En Cristo «estaba la vida y la vida era la luz de los hombres» (Jn 1,4) Jesús estuvo siempre lleno de vida, la irradiaba y la contagiaba con su toque de gracia. Y cuando Él mismo aceptó la muerte, siendo joven, y venció la muerte, resucitando más joven, ya siempre joven.
El injerto de eterna juventud dio el primer fruto espléndido en la humanidad resucitada de Cristo.
Pero todo el que cree en Jesús recibe también este mismo injerto. Jesús no se cansa de repetir que Él ha venido para que tengamos vida, se presenta a sí mismo como el pan vivo: «Yo soy el pan de la vida… Yo soy el pan vivo que ha bajado del cielo; el que coma de este pan vivirá para siempre» (Jn.6,48).
Jesús promete que todo el que coma su pan eucarístico no muere, vivirá siempre. El que come a Cristo, se injerta en él y vive en él, y se llena de vida nueva, de su vida, para siempre.
3.-Eres joven, si te das; viejo, si te cierras:
Eres joven, siempre serás joven. Para ello, no te fijes en «el vaso de barro» que llevamos o que nos lleva.
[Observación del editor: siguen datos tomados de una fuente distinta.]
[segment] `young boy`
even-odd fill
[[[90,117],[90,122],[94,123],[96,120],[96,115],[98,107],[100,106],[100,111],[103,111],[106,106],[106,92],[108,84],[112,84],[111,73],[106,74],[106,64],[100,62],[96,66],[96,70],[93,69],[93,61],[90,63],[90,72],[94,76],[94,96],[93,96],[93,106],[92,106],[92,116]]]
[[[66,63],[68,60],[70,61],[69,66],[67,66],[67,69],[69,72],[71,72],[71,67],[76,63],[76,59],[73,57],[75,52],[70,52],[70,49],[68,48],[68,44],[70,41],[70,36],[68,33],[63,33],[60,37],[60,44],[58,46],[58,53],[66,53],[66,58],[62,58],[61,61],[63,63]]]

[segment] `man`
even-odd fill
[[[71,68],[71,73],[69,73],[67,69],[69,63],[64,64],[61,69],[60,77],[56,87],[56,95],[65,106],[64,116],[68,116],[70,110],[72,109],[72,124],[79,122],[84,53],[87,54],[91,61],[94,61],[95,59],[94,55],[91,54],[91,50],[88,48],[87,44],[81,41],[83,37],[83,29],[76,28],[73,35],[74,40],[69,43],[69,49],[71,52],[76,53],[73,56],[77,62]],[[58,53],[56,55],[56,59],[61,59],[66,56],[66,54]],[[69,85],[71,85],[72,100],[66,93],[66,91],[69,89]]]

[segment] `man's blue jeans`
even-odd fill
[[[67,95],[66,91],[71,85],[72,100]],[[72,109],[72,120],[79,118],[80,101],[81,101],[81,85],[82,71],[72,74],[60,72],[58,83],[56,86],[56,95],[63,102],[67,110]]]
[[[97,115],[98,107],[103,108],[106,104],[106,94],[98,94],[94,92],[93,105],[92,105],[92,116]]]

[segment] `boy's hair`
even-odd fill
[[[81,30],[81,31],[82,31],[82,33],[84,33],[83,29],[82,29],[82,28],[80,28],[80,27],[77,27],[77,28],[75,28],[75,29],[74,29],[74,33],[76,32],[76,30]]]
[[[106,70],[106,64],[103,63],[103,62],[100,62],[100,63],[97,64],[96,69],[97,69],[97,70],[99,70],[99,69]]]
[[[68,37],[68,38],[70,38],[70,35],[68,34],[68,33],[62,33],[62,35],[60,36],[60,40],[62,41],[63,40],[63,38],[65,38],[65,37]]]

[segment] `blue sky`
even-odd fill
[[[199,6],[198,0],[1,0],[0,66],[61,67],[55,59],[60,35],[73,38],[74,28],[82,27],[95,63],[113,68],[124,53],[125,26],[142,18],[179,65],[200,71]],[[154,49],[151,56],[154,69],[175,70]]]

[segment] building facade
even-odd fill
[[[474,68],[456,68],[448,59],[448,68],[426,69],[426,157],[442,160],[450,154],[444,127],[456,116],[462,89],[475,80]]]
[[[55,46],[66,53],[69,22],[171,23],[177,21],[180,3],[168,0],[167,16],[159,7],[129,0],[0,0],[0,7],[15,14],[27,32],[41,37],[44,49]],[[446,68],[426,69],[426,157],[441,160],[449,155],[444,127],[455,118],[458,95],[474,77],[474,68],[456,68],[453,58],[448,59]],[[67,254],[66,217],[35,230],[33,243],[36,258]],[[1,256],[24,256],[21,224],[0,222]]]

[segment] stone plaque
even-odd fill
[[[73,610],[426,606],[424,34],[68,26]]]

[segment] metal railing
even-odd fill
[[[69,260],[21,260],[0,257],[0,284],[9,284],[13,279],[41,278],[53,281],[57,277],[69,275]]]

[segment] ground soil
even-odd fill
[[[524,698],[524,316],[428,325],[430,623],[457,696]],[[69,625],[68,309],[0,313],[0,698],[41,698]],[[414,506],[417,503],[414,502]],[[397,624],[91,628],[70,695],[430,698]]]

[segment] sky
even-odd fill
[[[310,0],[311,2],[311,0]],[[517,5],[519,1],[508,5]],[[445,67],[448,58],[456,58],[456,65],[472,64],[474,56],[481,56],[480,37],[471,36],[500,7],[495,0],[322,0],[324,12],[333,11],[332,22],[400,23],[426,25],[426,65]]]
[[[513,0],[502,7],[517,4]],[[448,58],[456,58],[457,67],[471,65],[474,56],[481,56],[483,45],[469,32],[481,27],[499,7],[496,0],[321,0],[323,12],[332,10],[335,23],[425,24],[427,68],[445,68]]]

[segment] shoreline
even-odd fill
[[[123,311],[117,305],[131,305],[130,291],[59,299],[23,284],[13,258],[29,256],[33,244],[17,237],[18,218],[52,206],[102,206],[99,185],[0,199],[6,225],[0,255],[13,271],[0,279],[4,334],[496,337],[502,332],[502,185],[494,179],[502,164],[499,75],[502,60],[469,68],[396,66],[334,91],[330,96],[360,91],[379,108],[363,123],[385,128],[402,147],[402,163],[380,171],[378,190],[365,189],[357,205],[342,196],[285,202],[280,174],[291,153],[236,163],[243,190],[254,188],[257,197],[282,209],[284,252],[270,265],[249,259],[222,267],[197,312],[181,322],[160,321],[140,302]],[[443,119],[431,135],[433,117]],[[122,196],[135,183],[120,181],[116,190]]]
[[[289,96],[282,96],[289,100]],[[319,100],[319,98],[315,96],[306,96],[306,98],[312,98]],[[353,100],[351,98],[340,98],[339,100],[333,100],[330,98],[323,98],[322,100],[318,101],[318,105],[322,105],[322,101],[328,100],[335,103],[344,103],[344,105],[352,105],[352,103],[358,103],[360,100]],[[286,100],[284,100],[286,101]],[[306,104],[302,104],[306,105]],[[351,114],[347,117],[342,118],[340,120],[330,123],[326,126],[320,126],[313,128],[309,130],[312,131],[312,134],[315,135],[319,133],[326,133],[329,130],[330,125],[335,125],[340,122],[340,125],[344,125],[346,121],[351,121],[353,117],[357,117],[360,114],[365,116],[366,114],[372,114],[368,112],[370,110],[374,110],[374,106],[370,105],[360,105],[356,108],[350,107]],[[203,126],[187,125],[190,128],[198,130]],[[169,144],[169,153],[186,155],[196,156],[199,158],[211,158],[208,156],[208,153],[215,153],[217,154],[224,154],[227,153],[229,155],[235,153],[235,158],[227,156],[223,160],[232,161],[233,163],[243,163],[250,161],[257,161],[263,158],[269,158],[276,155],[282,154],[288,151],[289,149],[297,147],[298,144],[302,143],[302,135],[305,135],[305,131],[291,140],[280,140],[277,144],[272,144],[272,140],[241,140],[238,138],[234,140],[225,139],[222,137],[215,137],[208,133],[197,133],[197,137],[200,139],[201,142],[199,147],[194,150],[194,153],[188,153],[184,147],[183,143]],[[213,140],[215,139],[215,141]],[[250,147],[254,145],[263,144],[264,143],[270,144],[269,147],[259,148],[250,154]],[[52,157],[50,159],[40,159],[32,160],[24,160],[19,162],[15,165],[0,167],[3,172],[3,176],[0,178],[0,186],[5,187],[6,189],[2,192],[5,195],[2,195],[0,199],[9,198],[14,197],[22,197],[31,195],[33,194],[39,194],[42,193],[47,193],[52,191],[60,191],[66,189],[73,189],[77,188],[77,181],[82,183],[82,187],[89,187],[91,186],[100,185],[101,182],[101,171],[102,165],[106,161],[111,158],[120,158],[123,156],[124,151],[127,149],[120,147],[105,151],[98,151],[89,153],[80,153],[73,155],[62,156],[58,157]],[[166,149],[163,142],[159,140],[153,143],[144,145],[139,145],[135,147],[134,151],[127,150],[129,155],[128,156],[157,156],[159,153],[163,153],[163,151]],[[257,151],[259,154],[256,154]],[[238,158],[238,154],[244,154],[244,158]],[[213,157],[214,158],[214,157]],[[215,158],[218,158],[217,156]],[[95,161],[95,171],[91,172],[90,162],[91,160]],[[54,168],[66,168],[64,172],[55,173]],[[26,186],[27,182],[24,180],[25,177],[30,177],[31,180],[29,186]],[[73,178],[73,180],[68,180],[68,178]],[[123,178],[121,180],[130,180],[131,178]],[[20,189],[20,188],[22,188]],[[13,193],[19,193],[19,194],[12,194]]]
Fíjate en la vida que brota de dentro.
Dijo Jesús a la samaritana sentado junto al pozo de Jacob: «el que beba del agua que yo le daré, nunca más tendrá sed, el agua que yo le daré se convertirá dentro de él en un surtidor de agua que salta hasta la vida eterna» (Jn. 4, 14)
Si oyes, si sientes, si experimentas dentro de ti esa agua cantarina de Cristo, que produce alegría, confianza y ganas de amar, eres joven.
Si oyes dentro en ti el rumor de la voz divina que te dice que eres hijo querido, que el Padre del cielo te quiere y te espera, eres joven.
Si sientes deseos de hacer tuyas las alegrías y las esperanzas de todos, y de compartir los sufrimientos y tristezas de los demás, eres joven.
Y si tienes afán de crecer, de superarte, de darte más, eres joven.
Esos son algunos de los signos de la vida resucitada, de la eterna juventud de Cristo.
Si, por el contrario, vives en tu mente y sentimientos palabras desesperanzadas, eres viejo.
Si no haces más que mirar hacia atrás, si no eres capaz de superar las desilusiones o el resentimiento, eres viejo.
Si te vas cerrando en ti mismo, si todo lo ves oscuro, si empiezas a vestir de negro tu alma, si te jubilas de la vida y no tienes ninguna clase de proyectos, entonces eres muy viejo.
Año nuevo, vida nueva. Jesús nos la hace posible. Vida nueva. Vida renovada, más vida.
Buena noticia: el que resucitó a Lázaro muerto, puede rejuvenecer a cualquiera que se sienta con problemas.
Sólo tienes que acercarte a Él, que es ¡Eterna Juventud!, y creer en Él, vida divina, y vivirlo desde la oración y los sacramentos.
En la medida en que sientas y vivas a Jesús, te irán desapareciendo las arrugas del alma.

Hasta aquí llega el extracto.